Additionally, different formats have the sub-sampled pixels for chroma at different locations. Theora _always_ uses the MPEG-1/MJPEG convention. MPEG2 has another convention which is used by default by most other codecs. Getting the chroma location wrong doesn't produce a visible harm on most material, but it does screw up PSNR or SSIM. Many media formats, frameworks, and libraries do not even have the ability to specify which subsampling should be used, and thus do whatever that particular programmer expected would be "normal". Most PC player software, even software focused on modern MPEG formats, always decodes as in the MJPEG style, because its is computationally cheaper. Other software pedantically tries to correct for chroma tagged in one format when it is set up to handle a different one, even though these tags are often wrong. Unless you know exactly what your tools are doing, you are at risk of one of them screwing this up. If you apply objective measures in the original YUV space, difference in handling the chroma offset should be limited to damaging the chroma PSNR/SSIM scores, which makes this error more obvious.
If you are planning on comparing your PSNR or SSIM scores with someone else's, you probably shouldn't bother. There is too much inconsistency between tools, too much likelihood of using somewhat different input clips. This is why its important that you publish your input material— without it people have no hope of reproducing your results, and without reproducing your results the public should have zero trust that you didn't make a simple measurement error.
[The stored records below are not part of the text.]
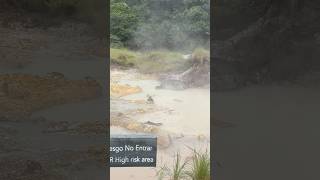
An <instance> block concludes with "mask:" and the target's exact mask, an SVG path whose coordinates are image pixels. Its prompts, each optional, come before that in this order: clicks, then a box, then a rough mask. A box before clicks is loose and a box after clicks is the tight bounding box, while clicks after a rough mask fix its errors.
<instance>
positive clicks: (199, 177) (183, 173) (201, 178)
mask: <svg viewBox="0 0 320 180" xmlns="http://www.w3.org/2000/svg"><path fill="white" fill-rule="evenodd" d="M190 161H191V162H189V161H186V160H184V161H183V160H182V159H181V155H180V154H179V153H177V154H176V155H175V157H174V163H173V167H172V168H169V167H167V166H166V165H164V166H163V167H161V168H160V170H159V171H158V172H157V176H158V179H159V180H162V179H164V178H169V179H170V180H210V155H209V153H208V152H207V151H205V152H199V151H197V150H195V149H193V156H192V158H191V159H190Z"/></svg>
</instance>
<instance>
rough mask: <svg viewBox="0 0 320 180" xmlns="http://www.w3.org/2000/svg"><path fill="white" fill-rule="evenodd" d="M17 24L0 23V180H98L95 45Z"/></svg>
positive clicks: (56, 30)
mask: <svg viewBox="0 0 320 180" xmlns="http://www.w3.org/2000/svg"><path fill="white" fill-rule="evenodd" d="M24 20H25V19H22V20H21V19H20V20H19V18H18V19H17V18H13V20H12V19H9V20H8V18H5V16H2V17H1V18H0V21H1V23H0V24H1V25H0V34H1V42H0V144H1V145H0V179H6V180H31V179H32V180H33V179H39V180H41V179H43V180H44V179H45V180H63V179H83V180H84V179H105V178H106V169H105V162H106V157H105V152H106V147H105V146H104V145H103V144H105V141H106V138H105V136H106V132H107V130H108V128H107V127H106V119H105V114H104V113H105V99H104V91H105V90H104V88H103V86H102V85H103V82H104V81H105V74H104V73H103V72H104V71H105V68H104V65H105V59H104V53H101V52H103V51H99V50H101V49H103V48H102V47H103V46H101V45H102V42H101V40H100V39H99V38H97V37H96V36H94V35H92V33H93V32H92V31H91V29H90V27H89V26H88V25H86V24H81V23H79V22H73V21H70V22H64V23H60V24H59V25H50V26H48V27H47V28H45V29H44V28H43V27H37V26H27V24H28V22H29V21H24ZM29 25H30V23H29ZM89 112H90V113H89ZM92 114H94V116H92Z"/></svg>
If Theora runs out of bits in its hard-bitrate constraint or determines that a frame has almost no motion it will output a zero byte packet. Some decoders simply ignore the zero byte packets, and depend on their normal AV sync mechanisms to keep things well timed. However, if you are dumping the output to a file for analysis with a SSIM/PSNR tool, these 'lost' frames will result in an time-offset and frames will be compared with the wrong source frames. This will have somewhere between a big and a huge negative impact on the scores.
If your output doesn't have the same number of frames as the input. Stop. You've done something wrong.
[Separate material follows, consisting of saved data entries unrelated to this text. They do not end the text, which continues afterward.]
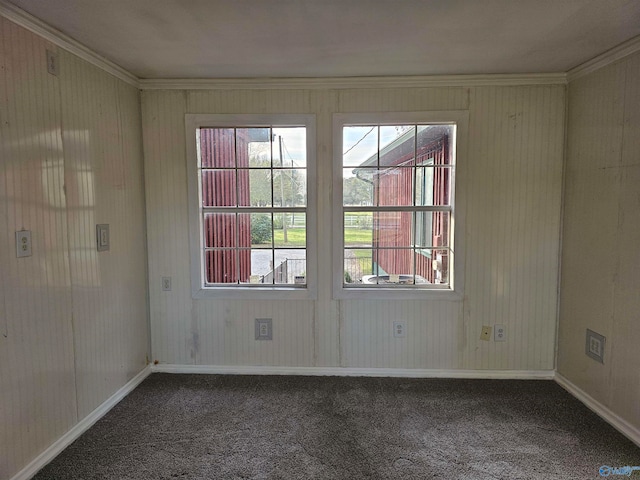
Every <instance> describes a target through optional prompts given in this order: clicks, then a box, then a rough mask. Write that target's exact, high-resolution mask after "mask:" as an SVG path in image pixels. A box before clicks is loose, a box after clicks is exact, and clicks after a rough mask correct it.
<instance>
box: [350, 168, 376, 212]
mask: <svg viewBox="0 0 640 480" xmlns="http://www.w3.org/2000/svg"><path fill="white" fill-rule="evenodd" d="M375 172H376V170H374V169H369V168H359V169H354V168H345V169H343V174H342V179H343V180H342V199H343V202H342V204H343V205H345V206H364V205H373V188H374V185H373V183H374V178H375V179H376V180H377V176H376V175H374V174H375Z"/></svg>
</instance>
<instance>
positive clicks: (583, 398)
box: [555, 372, 640, 447]
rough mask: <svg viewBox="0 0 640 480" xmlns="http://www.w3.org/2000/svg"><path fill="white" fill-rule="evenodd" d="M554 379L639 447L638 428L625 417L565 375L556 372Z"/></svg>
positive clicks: (562, 386)
mask: <svg viewBox="0 0 640 480" xmlns="http://www.w3.org/2000/svg"><path fill="white" fill-rule="evenodd" d="M555 380H556V382H557V383H558V385H560V386H561V387H562V388H564V389H565V390H566V391H567V392H569V393H570V394H571V395H573V396H574V397H576V398H577V399H578V400H580V401H581V402H582V403H584V404H585V405H586V406H587V407H588V408H589V409H590V410H592V411H593V412H595V413H596V414H597V415H598V416H599V417H600V418H602V419H603V420H604V421H605V422H607V423H608V424H609V425H611V426H612V427H613V428H615V429H616V430H618V431H619V432H620V433H622V434H623V435H624V436H625V437H627V438H628V439H629V440H631V441H632V442H633V443H635V444H636V445H638V446H639V447H640V429H638V428H636V427H635V426H633V425H631V424H630V423H629V422H627V421H626V420H625V419H623V418H621V417H620V416H619V415H617V414H616V413H614V412H612V411H611V410H610V409H609V408H608V407H606V406H604V405H603V404H602V403H600V402H599V401H597V400H596V399H595V398H593V397H592V396H591V395H589V394H588V393H587V392H585V391H584V390H582V389H581V388H580V387H578V386H576V385H575V384H573V383H572V382H571V381H570V380H568V379H567V378H566V377H563V376H562V375H560V374H559V373H557V372H556V375H555Z"/></svg>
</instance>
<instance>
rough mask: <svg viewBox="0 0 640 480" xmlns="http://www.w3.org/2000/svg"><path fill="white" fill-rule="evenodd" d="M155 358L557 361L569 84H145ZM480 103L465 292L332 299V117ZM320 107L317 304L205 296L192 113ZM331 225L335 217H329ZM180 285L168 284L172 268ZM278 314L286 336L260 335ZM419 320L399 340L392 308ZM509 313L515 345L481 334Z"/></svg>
mask: <svg viewBox="0 0 640 480" xmlns="http://www.w3.org/2000/svg"><path fill="white" fill-rule="evenodd" d="M142 107H143V108H142V112H143V113H142V115H143V133H144V150H145V172H146V175H145V181H146V199H147V224H148V229H149V230H148V233H149V234H148V236H149V240H148V249H149V282H150V283H149V285H150V305H151V332H152V352H153V358H154V359H155V360H158V361H159V362H161V363H168V364H188V365H192V364H193V365H217V366H221V365H235V366H238V365H244V366H257V365H269V366H298V367H309V366H311V367H330V366H340V367H380V368H426V369H510V370H529V371H531V370H553V368H554V355H555V350H554V348H555V333H556V312H557V287H558V284H557V276H558V255H559V226H560V205H561V189H562V163H563V141H564V111H565V87H564V86H562V85H538V86H501V87H497V86H496V87H486V86H484V87H480V86H478V87H472V88H465V87H450V88H446V87H444V88H440V87H438V88H362V89H357V88H337V89H322V88H316V89H302V88H299V89H289V90H287V89H269V88H264V89H240V88H238V89H211V90H145V91H143V93H142ZM412 110H413V111H424V110H468V111H469V115H470V123H469V132H470V133H469V139H468V151H469V156H468V158H466V159H461V160H460V162H459V165H458V179H459V184H458V189H459V191H460V189H463V190H464V192H465V194H466V195H465V198H466V205H465V209H466V218H467V220H466V239H465V241H466V260H465V264H466V276H465V278H466V280H465V286H464V291H465V296H464V300H463V301H421V300H412V301H399V300H398V301H375V300H373V301H371V300H368V301H361V300H343V301H334V300H332V299H331V285H330V280H331V272H330V265H331V259H330V255H331V252H330V245H331V231H330V230H331V229H330V228H328V227H326V226H329V225H331V211H330V210H329V205H331V170H330V166H331V162H332V159H331V152H332V151H333V149H332V140H331V130H332V124H331V122H332V117H331V116H332V114H333V113H346V112H370V111H380V112H384V111H412ZM186 113H313V114H316V116H317V129H318V132H317V143H318V145H317V159H318V172H319V180H318V181H319V185H318V187H319V188H318V192H319V199H318V218H319V223H320V227H321V228H319V238H318V244H319V245H320V250H319V266H320V268H319V282H318V284H319V296H318V300H317V301H291V302H288V301H257V300H243V301H238V300H224V299H218V300H212V299H206V300H193V299H192V298H191V293H190V285H189V281H190V280H189V243H188V216H187V215H188V213H187V191H186V188H187V177H186V171H187V170H186V161H187V159H186V158H185V134H184V115H185V114H186ZM323 226H324V227H323ZM163 276H171V277H172V278H173V288H172V291H170V292H164V291H162V290H161V277H163ZM265 316H266V317H273V322H274V340H273V342H256V341H255V340H254V338H253V328H254V327H253V321H254V318H255V317H265ZM392 319H403V320H406V322H407V337H406V338H405V339H395V338H393V337H392V335H391V333H392V329H391V320H392ZM483 324H488V325H493V324H505V325H507V328H508V337H509V340H508V341H507V342H505V343H495V342H493V341H492V342H483V341H480V340H479V337H480V330H481V327H482V325H483Z"/></svg>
This case can also cause the "never gets good at high bitrates" behaviour.
Objective measures are also very sensitive to changes in luma levels (brightening / darkening). The best way to avoid this case is to measure in the colorspace that the codec worked in, without conversions. Do not convert to RGB before using objective metrics on codecs that operate in YUV, because you will probably screw it up in a non-obvious way.
It's obvious to most people attempting testing that you must begin with the same input for all of the codecs under test. It's less obvious that you may run into problems if you begin with RGB input: Current codecs all operate in some YUV colorspace rather than RGB. If you use RGB files for your inputs differences in the conversion from RGB to YUV between different tools may reduce the objective scores for some formats compared to others.
These differences can even create visible quality differences in corner cases.
General points on subjective testing
Codec X has "better colors"
Modern lossy codecs don't do anything which should grossly change the overall brightness, hue, or saturation of an image. If the colours look different in your comparison, your software is probably mishandling colorspace conversions. Figure out what is broken and try again.